同セレモニーでは、PPA(電力購入契約)の締結に向けて、日本国環境省、JICA、インドネシア国政府関係省庁、西ジャワ州をはじめとする地方政府、及び当該事業の実現に向けて連携するオランダ政府が、レゴックナンカ事業の進捗を歓迎するとともに、今後の協力への期待と、事業のさらなる進展に向けた貢献の意を表明した。
■ 廃棄物処理合同委員会
【経緯】
日本国環境省とインドネシア共和国海洋・投資調整府は、2017 年以降継続的に廃棄物合同委員会を開催してきた。今次委員会は第8回目となり、2024年のプラボウォ政権発足後、初の開催となり、同国における組織改編を踏まえ、廃棄物合同委員会は食料担当調整府との共催で開催された。
【概要】
(1) 開催日時
2026年2月10日(火) 9:45~13:00(現地時間)
(2) 開催場所
インドネシア共和国 ジャカルタ
(3) 主な出席者
(インドネシア側)
・インドネシア共和国
食料担当調整府
環境省
内務省
国家開発計画省
財務省
エネルギー鉱物資源省
・ダナンタラ(政府系投資ファンド) ほか
(日本側)
・日本国環境省 土居地球環境審議官
・在インドネシア日本国大使館
・JICA インドネシア事務所 ほか
【主な議論】
日本インドネシア二国間の廃棄物管理に係るこれまでの協力活動を振り返り、協力活動の進捗状況をもとに、今後の継続的な協力について確認した。
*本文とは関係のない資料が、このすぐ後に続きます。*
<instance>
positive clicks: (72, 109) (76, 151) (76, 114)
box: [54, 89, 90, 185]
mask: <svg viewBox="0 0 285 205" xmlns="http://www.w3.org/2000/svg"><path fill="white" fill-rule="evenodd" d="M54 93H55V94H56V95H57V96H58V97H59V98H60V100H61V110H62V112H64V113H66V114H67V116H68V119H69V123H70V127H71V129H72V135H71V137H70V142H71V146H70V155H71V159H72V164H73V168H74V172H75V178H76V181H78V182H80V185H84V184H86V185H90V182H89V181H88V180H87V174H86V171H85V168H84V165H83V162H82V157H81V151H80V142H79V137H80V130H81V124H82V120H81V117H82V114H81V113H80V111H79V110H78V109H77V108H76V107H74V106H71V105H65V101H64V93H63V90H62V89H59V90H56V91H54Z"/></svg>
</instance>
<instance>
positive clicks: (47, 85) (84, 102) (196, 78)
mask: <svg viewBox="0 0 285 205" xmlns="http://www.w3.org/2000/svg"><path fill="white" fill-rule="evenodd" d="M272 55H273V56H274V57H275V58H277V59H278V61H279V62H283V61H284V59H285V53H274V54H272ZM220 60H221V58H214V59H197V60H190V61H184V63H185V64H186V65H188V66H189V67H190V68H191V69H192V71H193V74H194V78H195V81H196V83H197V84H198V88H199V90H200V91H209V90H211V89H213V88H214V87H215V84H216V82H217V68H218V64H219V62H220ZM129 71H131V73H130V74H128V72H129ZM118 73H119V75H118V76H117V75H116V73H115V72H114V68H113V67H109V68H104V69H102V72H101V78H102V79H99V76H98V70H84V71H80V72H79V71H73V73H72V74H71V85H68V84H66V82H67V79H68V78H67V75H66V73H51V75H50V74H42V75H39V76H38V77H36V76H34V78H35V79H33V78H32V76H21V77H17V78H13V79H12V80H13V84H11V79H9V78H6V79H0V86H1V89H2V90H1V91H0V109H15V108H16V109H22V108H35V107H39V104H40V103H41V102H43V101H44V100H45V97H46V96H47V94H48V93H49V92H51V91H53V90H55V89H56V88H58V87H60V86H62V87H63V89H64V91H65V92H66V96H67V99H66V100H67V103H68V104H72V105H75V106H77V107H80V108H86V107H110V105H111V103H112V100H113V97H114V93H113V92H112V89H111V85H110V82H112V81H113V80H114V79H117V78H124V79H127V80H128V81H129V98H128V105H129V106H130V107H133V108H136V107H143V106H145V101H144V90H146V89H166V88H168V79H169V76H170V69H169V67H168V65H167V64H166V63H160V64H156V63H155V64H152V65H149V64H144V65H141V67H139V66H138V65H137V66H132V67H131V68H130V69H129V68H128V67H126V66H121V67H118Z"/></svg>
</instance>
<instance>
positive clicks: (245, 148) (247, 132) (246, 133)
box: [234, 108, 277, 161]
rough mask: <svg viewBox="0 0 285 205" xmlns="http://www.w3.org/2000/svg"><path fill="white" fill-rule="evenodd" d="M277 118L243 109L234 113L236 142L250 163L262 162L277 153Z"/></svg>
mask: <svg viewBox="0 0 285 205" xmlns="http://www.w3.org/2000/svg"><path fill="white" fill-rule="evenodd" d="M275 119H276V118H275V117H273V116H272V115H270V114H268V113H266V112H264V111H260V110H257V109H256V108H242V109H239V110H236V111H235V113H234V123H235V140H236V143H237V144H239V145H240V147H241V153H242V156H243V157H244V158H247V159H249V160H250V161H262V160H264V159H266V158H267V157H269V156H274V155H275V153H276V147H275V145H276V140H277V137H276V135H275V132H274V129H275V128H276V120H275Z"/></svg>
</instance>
議論の概要は以下のとおり。
委員会において、インドネシア共和国側より、プラボウォ政権において新たに発出された、2025年大統領令109号に基づく廃棄物発電事業の方向性や、廃棄物管理政策の状況や課題が報告された。
また、日本側から、これまでの廃棄物管理に係る二国間協力の進展と成果、並びに二国間協力の成果である「レゴックナンカ廃棄物発電PPP事業」から得られる教訓と関連する日本の事例等を共有した。
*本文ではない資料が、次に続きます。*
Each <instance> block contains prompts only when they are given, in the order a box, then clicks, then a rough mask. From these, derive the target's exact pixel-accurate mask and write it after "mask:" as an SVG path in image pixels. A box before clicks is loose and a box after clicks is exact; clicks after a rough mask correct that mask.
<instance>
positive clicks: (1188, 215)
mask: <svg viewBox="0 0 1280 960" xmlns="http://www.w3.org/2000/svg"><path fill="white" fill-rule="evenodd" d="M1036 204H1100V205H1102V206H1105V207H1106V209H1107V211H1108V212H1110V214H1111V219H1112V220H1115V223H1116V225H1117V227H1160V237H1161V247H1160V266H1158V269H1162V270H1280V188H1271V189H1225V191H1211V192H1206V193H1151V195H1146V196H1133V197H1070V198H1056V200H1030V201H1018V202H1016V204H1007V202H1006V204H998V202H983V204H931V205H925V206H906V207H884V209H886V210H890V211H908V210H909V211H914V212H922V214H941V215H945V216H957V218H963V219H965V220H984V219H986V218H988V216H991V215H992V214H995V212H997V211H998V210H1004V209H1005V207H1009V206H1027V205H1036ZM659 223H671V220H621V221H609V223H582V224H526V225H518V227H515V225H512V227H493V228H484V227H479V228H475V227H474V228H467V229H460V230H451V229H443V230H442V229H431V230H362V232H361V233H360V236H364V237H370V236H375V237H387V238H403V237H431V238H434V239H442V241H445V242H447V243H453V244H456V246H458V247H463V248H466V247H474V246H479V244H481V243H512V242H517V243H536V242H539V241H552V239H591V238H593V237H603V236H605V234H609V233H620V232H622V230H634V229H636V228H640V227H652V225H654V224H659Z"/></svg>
これらの現状認識に基づきインドネシア側関係省庁より、さらなる廃棄物管理及び廃棄物発電の政策に関する詳細な状況について報告がなされた。
それらを踏まえ、廃棄物管理の主たる責務を担う地方政府の役割の重要性、適切な廃棄物管理及び廃棄物発電技術導入の必要経費に係る地方政府の準備状況と中央政府からの支援、及び民間資金動員の可能性・必要性、並びに事業の成立に重要な適切な分別や収集・運搬等の重要性について、参加者により認識が共有された。また、引き続き本廃棄物合同委員会等を通じて協力を進めていくことで一致した。